At the risk of going against the tide (and I recognize it is not fashionable), I would like to present my view on Rewards and Recognition: Unless the “fruits of labour” (impact of L&D initiatives) are thought of and quantified the “action” (dispensing Learning programs) is futile.
By any stretch of imagination, we live and work in a world that is far less enlightened and where cause and effect are not a linear correlation. Assessing all the efforts by and for talent that need to be rewarded in an organization, and getting the art and science of it right is today a subject of much research and development.
By some estimates, worldwide spends by organizations on their L&D tops $140 billion. India is one of the leading nations in terms of spends in Asia at a significant $29.1 billion. This does not include the spending by organizations in creating and maintaining their L&D teams. Given this scenario, can we afford to look only at ‘karm’ and not be worried about the ‘Phal’? What part, if any, of this $29 billion is spent on measuring and rewarding L&D efforts and how effective are the present methods?
My endeavor is to generate food for thought on this ‘action and fruit’ within the scope of total rewards in the space of Training & Development investments by organizations. And importantly, why it’s an area that needs deeper thought.
1. Attendance/Coverage (Karm) ≠ Learning
Just providing the learning opportunity alone might have been good enough for the mythical world of righteous, but is it enough to assume that people just attending or “check-in” to training programs have got the fruit of knowledge?
Meaningful measurement of learning credits will lead to meaningful rewards to the participants, the L&D teams as well as learning partners.
2. Knowledge Gained ≠ L&D Objective Achieved (Phal)
Is therefore the fruit of L&D efforts to be measured and rewarded on knowledge gained? (Level 2 of the Kirkpatrick model) Is an organization’s reward for investments in training and developing its workforce to be measured in just the collective knowledge gained? What part of that knowledge is actually applied? How does one therefore measure the reward for an organization’s investments in learning in a manner that is meaningful and actually helps gauge the impact on the business of such initiatives?
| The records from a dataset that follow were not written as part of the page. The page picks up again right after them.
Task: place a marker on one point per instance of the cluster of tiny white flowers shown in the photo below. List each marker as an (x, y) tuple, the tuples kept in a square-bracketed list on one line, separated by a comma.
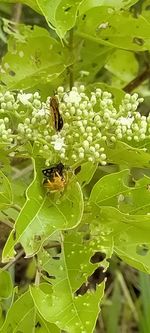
[(89, 123)]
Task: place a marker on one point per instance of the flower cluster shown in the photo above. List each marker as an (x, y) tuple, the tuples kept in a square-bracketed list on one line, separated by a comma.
[(89, 123)]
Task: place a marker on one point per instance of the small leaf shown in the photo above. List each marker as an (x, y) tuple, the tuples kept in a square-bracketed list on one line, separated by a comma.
[(6, 285), (114, 28), (123, 65)]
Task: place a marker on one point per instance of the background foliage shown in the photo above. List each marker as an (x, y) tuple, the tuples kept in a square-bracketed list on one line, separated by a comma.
[(57, 250)]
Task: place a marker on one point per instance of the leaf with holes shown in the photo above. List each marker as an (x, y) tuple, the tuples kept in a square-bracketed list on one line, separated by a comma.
[(60, 14), (117, 29), (119, 4), (57, 302), (38, 58), (114, 190), (42, 215), (130, 234), (122, 153), (23, 317)]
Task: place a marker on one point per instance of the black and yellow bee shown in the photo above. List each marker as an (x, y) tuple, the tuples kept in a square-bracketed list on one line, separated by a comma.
[(56, 116), (55, 178)]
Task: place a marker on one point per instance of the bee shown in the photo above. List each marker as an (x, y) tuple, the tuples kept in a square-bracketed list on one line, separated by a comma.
[(56, 117), (55, 178)]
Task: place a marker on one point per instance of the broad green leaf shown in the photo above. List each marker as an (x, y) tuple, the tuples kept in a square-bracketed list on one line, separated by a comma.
[(70, 313), (72, 266), (31, 3), (123, 65), (60, 14), (113, 190), (123, 154), (130, 233), (88, 4), (86, 173), (5, 191), (6, 285), (42, 215), (114, 28), (90, 63), (133, 247), (117, 93), (23, 317), (20, 316), (38, 58)]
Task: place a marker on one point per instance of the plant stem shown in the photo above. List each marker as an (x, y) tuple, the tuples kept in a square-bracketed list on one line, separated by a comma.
[(16, 207), (137, 81), (17, 12), (13, 261), (8, 223), (71, 74)]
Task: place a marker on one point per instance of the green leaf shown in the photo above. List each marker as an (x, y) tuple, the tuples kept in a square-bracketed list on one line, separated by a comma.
[(117, 93), (90, 63), (119, 4), (115, 28), (60, 14), (31, 3), (123, 65), (113, 190), (23, 317), (123, 154), (130, 233), (67, 271), (43, 214), (38, 57), (6, 285), (73, 314), (5, 191), (86, 173)]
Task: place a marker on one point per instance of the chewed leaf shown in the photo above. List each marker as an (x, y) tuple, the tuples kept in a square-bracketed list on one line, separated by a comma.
[(41, 216), (60, 14), (113, 190), (72, 314), (118, 29), (22, 317), (41, 55), (122, 153)]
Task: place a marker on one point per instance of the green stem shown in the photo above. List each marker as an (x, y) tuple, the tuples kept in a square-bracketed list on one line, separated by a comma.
[(12, 262), (71, 73)]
3. Demonstrated Change (Karm) = Total Rewards of L&D Investments (Phal)
The answer lies in rewarding employees who demonstrate visible change from what they have got from the learning initiatives. True return on investments in talent development can only be linked to application of learning. Similarly the effectiveness of various learning initiatives can also be gauged by ‘impact’ and not just by “likability”.
Imagine an ad campaign that a marketing team invests in as part of a product launch. Would they be happy if everybody just “likes” the ad or is the ultimate measure of success, the awareness/incremental sales or some such business goal?
A system that enables driving commitments and help monitor change post learning initiatives will provide insights to the L&D manager to seek buy-in from business, channelize L&D Investments into the right kind of programs and see themselves as enablers of change beyond the role of a curator and dispenser of knowledge.
Thus, our actions as L&D professionals need to address the ‘Karm’ from the ‘Phal’ that business and organizations desire, invest in practices and systems that enable that, else we are just going through the motions.